His argument, grosso modo, is that the middle brother, Louis, about whom the least is known, is the most prolific and distinguished of the brothers. His work is characterised by cool, subdued and subtle colours (Allegory of Victory, around 1635), free but controlled brushwork, a tendency for classicising (Venus in the Forge of Vulcan, 1641) and a feeling for landscape (to be seen in the backgrounds of his religious canvases). To him is also given the main hand in several religious paintings (The Penitent Magdalene, around 1643) and, above all, the many peasant scenes.
Milovanovic lays out, without positing any preference, various explanations for this strange fascination with the peasantry: to remind the city-dwellers of their country estates; to signal, in view of the uniformly sombre dress of the figures, Jansenist or Protestant sympathies; to satisfy the nostalgia of the recently urbanised bourgeois, or, conversely, like the contemporary Roman Bamboccianti, to smile at the yokels’ lack of polish. Anomalies abound in the details, as in the presence of courtly lap dogs and costly glass and ceramics. Louis’s sympathetic depictions of animals are also exceptional in a period not known for a concern for animal welfare (The Well, around 1641; The Donkey, around 1641). Little dogs and cats make regular appearances in all the brothers' paintings.
Antoine, the eldest, had been admitted as a master painter in the Corporation of Painters in St-Germain-des-Prés, which enabled him to open and maintain the studio in which his younger brothers worked. A source mentions him as a portraitist and a miniaturist, a clue that Milovanovic pursues to make the case that it is Antoine who created the small-format works on wood and copper notable for their brilliant colours and highly refined brushwork. A place of honour is given to a miniature, oil-on-leather portrait from 1638-40 of Henry of Lorraine, Count of Harcourt (1601-66), which only came to light in a Parisian family collection during the research for this exhibition.
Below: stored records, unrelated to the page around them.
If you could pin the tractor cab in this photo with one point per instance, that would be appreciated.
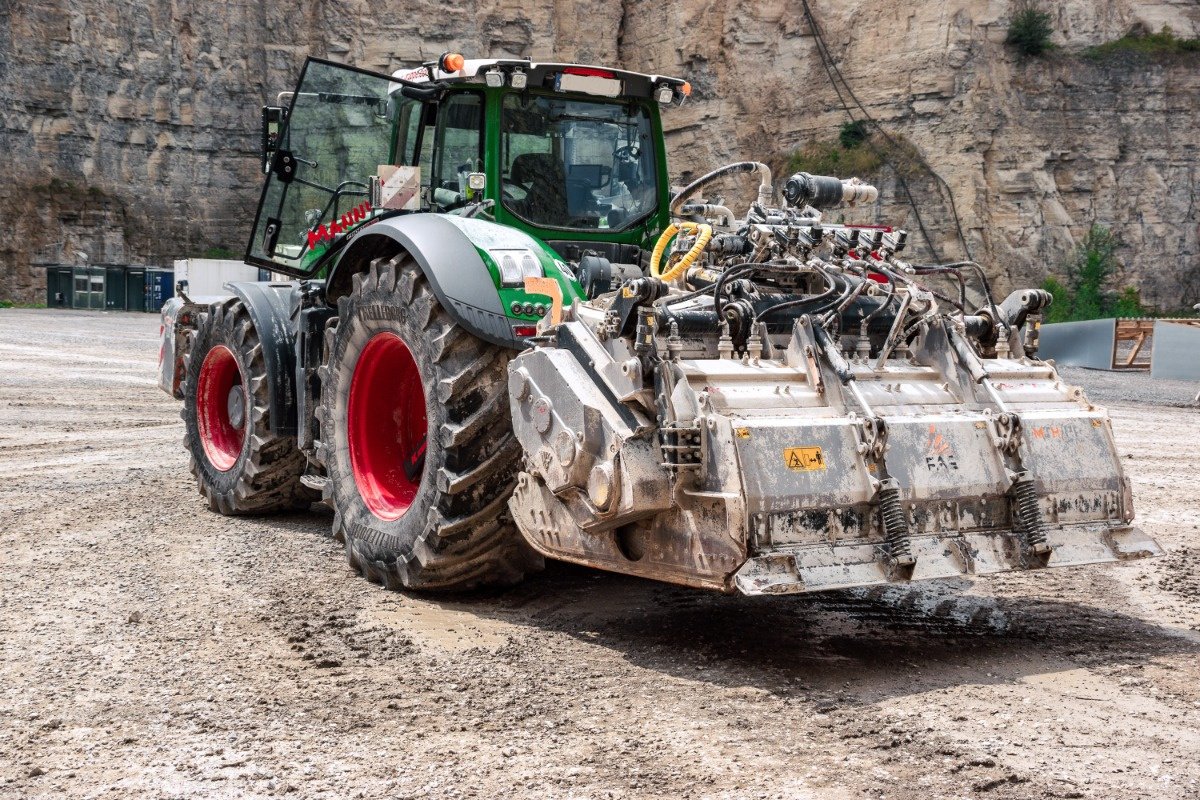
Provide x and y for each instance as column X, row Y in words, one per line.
column 571, row 155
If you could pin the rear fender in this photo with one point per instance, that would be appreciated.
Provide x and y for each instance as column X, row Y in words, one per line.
column 450, row 252
column 270, row 306
column 179, row 319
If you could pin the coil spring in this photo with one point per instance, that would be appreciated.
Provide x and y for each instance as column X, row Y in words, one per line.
column 1029, row 513
column 895, row 525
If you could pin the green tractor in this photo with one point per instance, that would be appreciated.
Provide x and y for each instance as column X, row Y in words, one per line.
column 507, row 340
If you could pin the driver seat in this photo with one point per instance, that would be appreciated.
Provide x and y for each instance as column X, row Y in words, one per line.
column 545, row 180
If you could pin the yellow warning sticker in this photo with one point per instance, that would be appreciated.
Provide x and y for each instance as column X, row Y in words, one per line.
column 804, row 459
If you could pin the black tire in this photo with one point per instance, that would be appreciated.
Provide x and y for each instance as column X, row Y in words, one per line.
column 247, row 469
column 456, row 534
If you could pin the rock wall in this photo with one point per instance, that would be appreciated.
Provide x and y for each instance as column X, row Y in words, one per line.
column 132, row 130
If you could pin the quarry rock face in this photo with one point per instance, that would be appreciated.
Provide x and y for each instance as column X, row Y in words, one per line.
column 130, row 131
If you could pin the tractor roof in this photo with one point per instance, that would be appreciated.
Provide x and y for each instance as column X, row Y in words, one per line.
column 562, row 77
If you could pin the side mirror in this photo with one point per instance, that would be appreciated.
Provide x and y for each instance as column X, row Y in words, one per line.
column 274, row 116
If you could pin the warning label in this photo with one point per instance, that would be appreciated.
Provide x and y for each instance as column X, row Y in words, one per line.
column 804, row 459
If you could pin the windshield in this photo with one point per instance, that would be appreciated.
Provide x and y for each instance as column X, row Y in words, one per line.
column 340, row 132
column 582, row 164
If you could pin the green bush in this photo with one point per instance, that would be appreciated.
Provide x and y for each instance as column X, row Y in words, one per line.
column 1086, row 294
column 1030, row 29
column 1164, row 42
column 853, row 134
column 833, row 158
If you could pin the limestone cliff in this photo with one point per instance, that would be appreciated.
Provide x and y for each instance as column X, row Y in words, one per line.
column 132, row 128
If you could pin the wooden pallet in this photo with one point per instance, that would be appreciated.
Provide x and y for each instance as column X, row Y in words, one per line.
column 1138, row 332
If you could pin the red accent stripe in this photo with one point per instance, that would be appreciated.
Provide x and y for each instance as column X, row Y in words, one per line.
column 592, row 72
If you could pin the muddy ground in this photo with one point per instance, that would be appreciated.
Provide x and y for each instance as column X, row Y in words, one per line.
column 150, row 648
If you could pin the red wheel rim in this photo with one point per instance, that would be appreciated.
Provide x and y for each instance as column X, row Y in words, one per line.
column 221, row 408
column 387, row 426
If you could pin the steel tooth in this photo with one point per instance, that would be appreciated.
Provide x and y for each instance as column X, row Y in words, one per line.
column 895, row 524
column 1029, row 513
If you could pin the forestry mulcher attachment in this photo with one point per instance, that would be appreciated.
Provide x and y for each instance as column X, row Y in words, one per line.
column 509, row 341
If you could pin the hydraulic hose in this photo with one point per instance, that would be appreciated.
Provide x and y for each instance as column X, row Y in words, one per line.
column 765, row 187
column 703, row 234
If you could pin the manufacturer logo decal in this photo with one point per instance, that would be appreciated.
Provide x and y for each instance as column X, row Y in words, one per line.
column 323, row 233
column 939, row 455
column 804, row 459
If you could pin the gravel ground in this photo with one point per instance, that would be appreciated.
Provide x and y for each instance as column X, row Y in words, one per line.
column 1132, row 388
column 150, row 648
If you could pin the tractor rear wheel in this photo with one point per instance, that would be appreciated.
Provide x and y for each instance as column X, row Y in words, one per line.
column 417, row 439
column 240, row 467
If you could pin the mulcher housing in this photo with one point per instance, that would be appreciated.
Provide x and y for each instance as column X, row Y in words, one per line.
column 507, row 338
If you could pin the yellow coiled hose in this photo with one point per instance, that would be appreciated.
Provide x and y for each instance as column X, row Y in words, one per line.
column 703, row 234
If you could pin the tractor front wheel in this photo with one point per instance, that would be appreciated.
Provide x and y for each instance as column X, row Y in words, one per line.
column 417, row 439
column 240, row 467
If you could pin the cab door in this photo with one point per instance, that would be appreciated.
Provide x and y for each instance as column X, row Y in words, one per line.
column 340, row 128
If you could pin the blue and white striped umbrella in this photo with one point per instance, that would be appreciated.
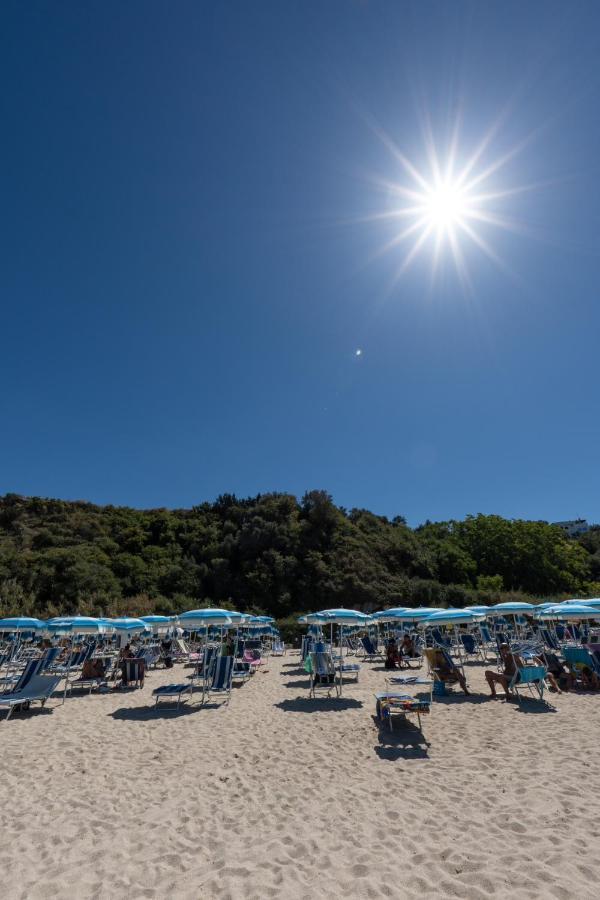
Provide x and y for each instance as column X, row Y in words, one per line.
column 77, row 625
column 512, row 608
column 21, row 623
column 572, row 612
column 389, row 615
column 451, row 617
column 345, row 616
column 128, row 625
column 202, row 618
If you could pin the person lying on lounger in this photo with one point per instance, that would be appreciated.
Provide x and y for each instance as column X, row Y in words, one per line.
column 446, row 670
column 392, row 657
column 511, row 663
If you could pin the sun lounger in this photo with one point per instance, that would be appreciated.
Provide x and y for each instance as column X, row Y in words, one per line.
column 222, row 678
column 390, row 705
column 323, row 675
column 172, row 691
column 39, row 687
column 370, row 650
column 132, row 672
column 532, row 677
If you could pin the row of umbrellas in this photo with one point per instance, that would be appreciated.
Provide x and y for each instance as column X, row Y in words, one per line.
column 191, row 620
column 568, row 610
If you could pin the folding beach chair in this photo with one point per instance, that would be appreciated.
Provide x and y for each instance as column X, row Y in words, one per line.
column 39, row 687
column 440, row 641
column 578, row 659
column 390, row 705
column 242, row 671
column 348, row 669
column 222, row 678
column 132, row 672
column 472, row 646
column 439, row 677
column 532, row 677
column 323, row 675
column 94, row 681
column 172, row 691
column 16, row 683
column 369, row 648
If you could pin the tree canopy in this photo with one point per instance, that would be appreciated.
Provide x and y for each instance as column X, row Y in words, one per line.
column 273, row 553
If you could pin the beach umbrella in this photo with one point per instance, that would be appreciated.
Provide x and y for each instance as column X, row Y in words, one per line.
column 158, row 623
column 21, row 623
column 573, row 612
column 389, row 615
column 415, row 615
column 77, row 625
column 343, row 617
column 451, row 617
column 128, row 625
column 593, row 603
column 512, row 608
column 204, row 618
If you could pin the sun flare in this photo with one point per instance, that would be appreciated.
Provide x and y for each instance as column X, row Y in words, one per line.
column 447, row 202
column 446, row 205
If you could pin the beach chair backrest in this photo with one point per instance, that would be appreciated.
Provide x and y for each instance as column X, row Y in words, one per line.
column 49, row 658
column 31, row 669
column 368, row 645
column 468, row 642
column 531, row 674
column 223, row 672
column 579, row 657
column 133, row 669
column 485, row 634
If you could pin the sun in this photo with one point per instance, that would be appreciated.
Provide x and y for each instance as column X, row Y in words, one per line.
column 448, row 201
column 446, row 205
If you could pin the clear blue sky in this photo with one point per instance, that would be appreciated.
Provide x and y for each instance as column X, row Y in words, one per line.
column 187, row 268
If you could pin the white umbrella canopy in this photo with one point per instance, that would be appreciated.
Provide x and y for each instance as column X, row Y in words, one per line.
column 573, row 612
column 389, row 615
column 21, row 623
column 451, row 617
column 202, row 618
column 511, row 608
column 593, row 602
column 78, row 625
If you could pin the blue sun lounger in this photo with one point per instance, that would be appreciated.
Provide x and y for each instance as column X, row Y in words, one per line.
column 323, row 676
column 173, row 691
column 39, row 687
column 531, row 677
column 222, row 678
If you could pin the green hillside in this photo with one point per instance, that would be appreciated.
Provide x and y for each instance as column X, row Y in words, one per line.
column 272, row 553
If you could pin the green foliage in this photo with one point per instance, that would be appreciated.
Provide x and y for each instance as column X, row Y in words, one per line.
column 272, row 554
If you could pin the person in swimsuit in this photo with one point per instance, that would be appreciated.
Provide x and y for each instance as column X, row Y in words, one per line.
column 511, row 664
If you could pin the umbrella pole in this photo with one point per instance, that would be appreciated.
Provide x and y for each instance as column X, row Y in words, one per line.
column 341, row 627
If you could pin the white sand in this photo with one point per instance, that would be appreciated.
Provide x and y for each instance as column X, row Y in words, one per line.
column 279, row 796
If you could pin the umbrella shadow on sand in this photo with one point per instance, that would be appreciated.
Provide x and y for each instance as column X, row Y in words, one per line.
column 406, row 741
column 319, row 704
column 148, row 713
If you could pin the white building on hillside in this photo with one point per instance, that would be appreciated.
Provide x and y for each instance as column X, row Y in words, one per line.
column 573, row 527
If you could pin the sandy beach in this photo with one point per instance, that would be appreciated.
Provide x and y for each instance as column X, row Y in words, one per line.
column 277, row 795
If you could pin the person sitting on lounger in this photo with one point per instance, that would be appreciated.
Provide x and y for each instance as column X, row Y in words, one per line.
column 92, row 669
column 407, row 647
column 392, row 657
column 559, row 678
column 446, row 670
column 511, row 663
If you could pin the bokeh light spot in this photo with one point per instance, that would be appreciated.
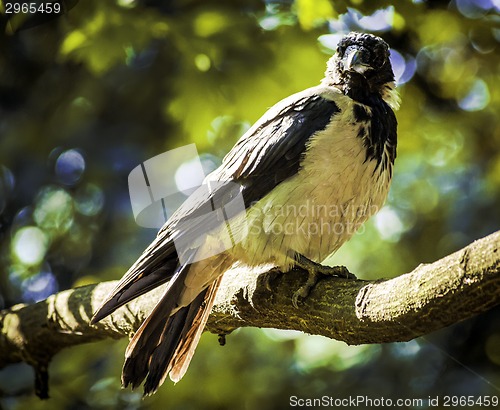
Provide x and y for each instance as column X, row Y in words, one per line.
column 54, row 210
column 89, row 200
column 202, row 62
column 477, row 98
column 70, row 166
column 30, row 245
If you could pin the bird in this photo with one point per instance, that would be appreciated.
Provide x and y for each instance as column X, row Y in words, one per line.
column 310, row 172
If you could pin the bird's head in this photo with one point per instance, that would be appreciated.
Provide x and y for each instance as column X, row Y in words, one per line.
column 361, row 67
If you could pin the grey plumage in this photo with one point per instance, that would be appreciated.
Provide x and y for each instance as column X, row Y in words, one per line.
column 328, row 148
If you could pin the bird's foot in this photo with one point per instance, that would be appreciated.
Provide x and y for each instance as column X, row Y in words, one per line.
column 270, row 276
column 315, row 270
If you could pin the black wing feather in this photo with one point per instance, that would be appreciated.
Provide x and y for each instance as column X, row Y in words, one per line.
column 269, row 153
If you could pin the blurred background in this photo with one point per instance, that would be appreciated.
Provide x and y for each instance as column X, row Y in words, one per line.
column 88, row 95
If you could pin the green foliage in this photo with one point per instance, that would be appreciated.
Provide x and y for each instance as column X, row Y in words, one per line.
column 88, row 96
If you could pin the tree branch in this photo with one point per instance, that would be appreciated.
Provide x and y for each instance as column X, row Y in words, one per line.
column 430, row 297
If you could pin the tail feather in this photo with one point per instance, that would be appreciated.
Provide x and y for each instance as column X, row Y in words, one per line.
column 161, row 349
column 156, row 265
column 189, row 342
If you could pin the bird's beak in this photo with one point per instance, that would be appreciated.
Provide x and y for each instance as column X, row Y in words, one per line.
column 354, row 60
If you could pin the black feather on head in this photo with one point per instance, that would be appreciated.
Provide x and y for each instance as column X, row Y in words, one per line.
column 361, row 66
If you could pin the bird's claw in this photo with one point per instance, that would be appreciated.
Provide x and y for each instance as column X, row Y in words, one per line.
column 270, row 276
column 315, row 270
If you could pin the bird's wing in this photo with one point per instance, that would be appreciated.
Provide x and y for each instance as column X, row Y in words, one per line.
column 267, row 154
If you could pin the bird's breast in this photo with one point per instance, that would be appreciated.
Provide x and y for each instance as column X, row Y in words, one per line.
column 336, row 189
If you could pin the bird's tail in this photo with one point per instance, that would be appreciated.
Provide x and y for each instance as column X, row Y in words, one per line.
column 162, row 348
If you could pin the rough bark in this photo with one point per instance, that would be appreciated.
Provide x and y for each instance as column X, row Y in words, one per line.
column 430, row 297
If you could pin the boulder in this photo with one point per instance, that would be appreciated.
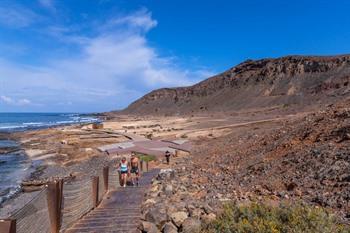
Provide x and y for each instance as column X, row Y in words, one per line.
column 178, row 218
column 208, row 218
column 166, row 174
column 149, row 227
column 168, row 189
column 157, row 216
column 169, row 228
column 191, row 225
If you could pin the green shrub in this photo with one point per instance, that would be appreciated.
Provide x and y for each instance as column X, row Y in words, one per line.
column 261, row 218
column 146, row 158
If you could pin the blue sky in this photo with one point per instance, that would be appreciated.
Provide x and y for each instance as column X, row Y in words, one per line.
column 100, row 55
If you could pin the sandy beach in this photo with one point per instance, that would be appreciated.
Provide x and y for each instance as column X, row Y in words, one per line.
column 62, row 151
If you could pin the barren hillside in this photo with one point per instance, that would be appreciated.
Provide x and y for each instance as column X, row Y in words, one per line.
column 287, row 81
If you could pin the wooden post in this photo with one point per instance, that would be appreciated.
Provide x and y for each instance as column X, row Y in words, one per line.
column 105, row 177
column 60, row 201
column 8, row 225
column 141, row 165
column 94, row 191
column 53, row 205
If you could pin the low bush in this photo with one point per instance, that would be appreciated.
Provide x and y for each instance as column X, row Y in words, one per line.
column 262, row 218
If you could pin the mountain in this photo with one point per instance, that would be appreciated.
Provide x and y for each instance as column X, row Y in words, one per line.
column 285, row 81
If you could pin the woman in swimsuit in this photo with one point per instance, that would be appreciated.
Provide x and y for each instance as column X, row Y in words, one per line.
column 123, row 171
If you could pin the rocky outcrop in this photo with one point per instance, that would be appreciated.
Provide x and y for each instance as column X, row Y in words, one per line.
column 298, row 80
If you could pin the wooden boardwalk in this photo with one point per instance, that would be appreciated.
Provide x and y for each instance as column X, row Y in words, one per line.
column 119, row 211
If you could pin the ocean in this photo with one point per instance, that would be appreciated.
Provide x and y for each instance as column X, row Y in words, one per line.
column 15, row 165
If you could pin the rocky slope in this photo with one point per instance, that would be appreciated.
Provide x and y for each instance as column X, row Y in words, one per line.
column 286, row 81
column 302, row 160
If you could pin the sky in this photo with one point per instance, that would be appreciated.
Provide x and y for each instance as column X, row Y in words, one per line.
column 100, row 55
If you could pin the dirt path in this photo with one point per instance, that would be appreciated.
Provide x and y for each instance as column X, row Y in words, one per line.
column 119, row 211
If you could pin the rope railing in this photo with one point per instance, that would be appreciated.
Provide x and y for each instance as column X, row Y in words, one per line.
column 61, row 203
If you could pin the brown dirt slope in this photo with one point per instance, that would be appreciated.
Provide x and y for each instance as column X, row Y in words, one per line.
column 286, row 81
column 306, row 158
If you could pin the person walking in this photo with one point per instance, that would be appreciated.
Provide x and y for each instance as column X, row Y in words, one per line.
column 167, row 157
column 134, row 162
column 123, row 171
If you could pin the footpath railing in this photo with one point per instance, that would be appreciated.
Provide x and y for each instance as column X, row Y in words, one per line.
column 61, row 203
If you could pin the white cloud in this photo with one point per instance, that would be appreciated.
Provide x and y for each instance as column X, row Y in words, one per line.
column 141, row 19
column 48, row 4
column 16, row 16
column 10, row 101
column 113, row 68
column 6, row 99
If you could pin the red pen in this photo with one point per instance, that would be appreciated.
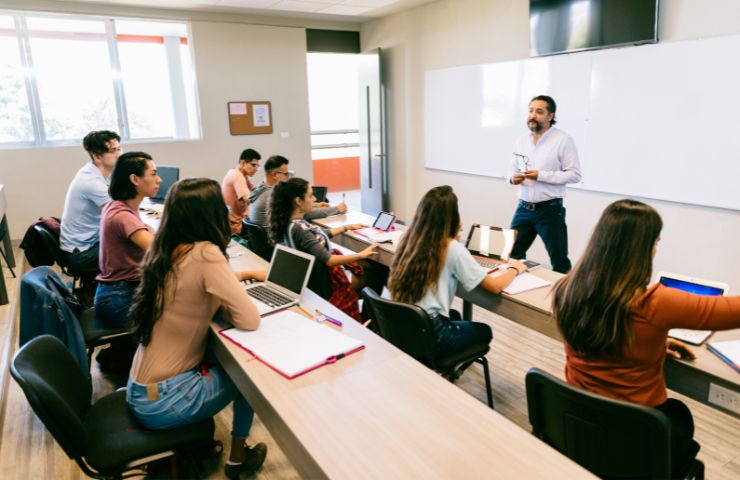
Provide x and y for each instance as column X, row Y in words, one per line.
column 334, row 321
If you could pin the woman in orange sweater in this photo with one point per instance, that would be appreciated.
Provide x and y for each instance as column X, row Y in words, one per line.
column 616, row 327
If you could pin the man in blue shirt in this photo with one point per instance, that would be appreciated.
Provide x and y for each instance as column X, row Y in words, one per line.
column 545, row 160
column 88, row 192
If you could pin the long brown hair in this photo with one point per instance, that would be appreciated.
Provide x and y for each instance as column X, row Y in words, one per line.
column 593, row 304
column 282, row 203
column 194, row 211
column 421, row 254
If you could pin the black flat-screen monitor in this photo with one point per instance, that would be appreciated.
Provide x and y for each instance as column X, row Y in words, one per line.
column 559, row 26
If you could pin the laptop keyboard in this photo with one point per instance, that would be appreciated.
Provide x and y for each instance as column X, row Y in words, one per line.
column 268, row 296
column 487, row 263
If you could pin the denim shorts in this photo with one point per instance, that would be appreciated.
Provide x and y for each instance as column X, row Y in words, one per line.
column 189, row 397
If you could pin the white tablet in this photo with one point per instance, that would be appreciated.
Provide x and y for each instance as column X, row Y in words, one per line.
column 697, row 286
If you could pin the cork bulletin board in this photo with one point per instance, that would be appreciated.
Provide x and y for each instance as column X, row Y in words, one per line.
column 250, row 118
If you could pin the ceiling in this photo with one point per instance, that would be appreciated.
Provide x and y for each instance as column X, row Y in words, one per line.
column 337, row 10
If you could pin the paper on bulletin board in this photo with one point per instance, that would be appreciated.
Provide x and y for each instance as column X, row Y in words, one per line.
column 261, row 115
column 238, row 108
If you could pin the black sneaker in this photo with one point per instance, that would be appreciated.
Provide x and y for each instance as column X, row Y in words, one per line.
column 252, row 462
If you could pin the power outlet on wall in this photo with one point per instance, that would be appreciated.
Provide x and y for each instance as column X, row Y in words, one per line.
column 724, row 398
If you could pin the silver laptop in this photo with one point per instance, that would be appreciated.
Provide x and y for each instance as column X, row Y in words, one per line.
column 490, row 246
column 698, row 287
column 285, row 283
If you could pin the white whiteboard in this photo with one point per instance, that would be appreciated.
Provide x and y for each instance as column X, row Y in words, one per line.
column 654, row 121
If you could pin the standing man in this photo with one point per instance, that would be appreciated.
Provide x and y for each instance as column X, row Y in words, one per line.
column 236, row 187
column 80, row 233
column 545, row 160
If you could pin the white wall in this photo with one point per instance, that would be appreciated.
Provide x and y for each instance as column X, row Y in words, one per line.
column 233, row 62
column 696, row 240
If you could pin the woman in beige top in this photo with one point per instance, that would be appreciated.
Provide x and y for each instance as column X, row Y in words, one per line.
column 185, row 281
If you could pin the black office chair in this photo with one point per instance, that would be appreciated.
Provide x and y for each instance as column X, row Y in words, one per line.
column 96, row 334
column 103, row 438
column 610, row 438
column 258, row 240
column 52, row 245
column 409, row 328
column 2, row 252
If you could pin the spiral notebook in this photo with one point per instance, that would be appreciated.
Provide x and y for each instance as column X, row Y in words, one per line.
column 292, row 344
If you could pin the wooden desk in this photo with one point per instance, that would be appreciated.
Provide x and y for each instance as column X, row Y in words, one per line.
column 533, row 310
column 692, row 378
column 357, row 242
column 380, row 414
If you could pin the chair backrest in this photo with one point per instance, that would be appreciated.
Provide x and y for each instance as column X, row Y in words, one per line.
column 57, row 390
column 611, row 438
column 51, row 242
column 259, row 242
column 408, row 327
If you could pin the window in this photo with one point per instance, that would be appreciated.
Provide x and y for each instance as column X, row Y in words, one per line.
column 15, row 116
column 62, row 76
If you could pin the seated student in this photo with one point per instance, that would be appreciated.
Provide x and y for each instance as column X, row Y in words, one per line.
column 85, row 198
column 236, row 187
column 616, row 328
column 124, row 238
column 186, row 279
column 290, row 201
column 276, row 170
column 429, row 263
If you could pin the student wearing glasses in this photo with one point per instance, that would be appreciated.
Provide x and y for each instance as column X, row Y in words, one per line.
column 83, row 204
column 236, row 187
column 276, row 171
column 290, row 202
column 616, row 327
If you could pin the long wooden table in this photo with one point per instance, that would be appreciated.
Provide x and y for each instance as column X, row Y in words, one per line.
column 693, row 378
column 380, row 414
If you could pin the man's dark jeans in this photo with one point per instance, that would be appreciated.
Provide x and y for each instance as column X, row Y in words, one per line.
column 546, row 219
column 82, row 264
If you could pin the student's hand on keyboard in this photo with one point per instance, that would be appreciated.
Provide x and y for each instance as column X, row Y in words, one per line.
column 259, row 275
column 679, row 350
column 520, row 266
column 369, row 251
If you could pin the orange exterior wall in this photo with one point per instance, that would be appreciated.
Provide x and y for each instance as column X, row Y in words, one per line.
column 337, row 173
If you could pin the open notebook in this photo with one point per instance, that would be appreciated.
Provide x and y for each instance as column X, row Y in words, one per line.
column 292, row 344
column 729, row 351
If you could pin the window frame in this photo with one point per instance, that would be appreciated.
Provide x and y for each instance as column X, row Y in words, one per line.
column 177, row 79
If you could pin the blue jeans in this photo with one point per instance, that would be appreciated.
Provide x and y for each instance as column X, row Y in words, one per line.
column 190, row 397
column 547, row 220
column 112, row 302
column 456, row 335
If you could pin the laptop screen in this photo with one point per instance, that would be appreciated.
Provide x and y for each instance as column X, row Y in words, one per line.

While Antoine's compositions can be crude, his figures are carefully delineated, as would be expected of a portraitist.
Mathieu is dubbed ambitious in view of his social ambitions, but his large religious works (with strong Caravaggesque tendencies) were also aimed at prominent public display (The Denial of St Peter, around 1655; The Last Supper, around 1655). By subtracting the works attributed to Antoine and Louis, and taking 1648 as a status post quo, Mathieu's style is easier to observe: contrasting colours, soft forms and dense brushwork with bright accents. In his later years his canvases include large numbers of figures, but his brushwork and compositional powers declined.
As attributions have been so long contested, it is more than appropriate that a section has been set aside for those painters whose works have in the past been attributed to the brothers, a couple of whom have now been identified (Jean Michelin, Alexandre Montallier). Most of these works, often assigned in the past but now clearly not by any of the Le Nains, have been given generic identities according to thematic links. The final room sets out some of the paintings that, since the 19th century, have been most contested by the great Le Nain scholars.
This exhibition will undoubtedly be the last word on the Le Nain brothers for many years to come and will, one hopes, stir scholarly debate and further research. Its only drawback is that it is in Lens. Despite the Louvre’s attempt at a “Bilbao effect”, the town and the Pas de Calais remain a backwater. But one must bear in mind that the Le Nain Mystery is a once-in-a-lifetime exhibition. Vaut bien le detour!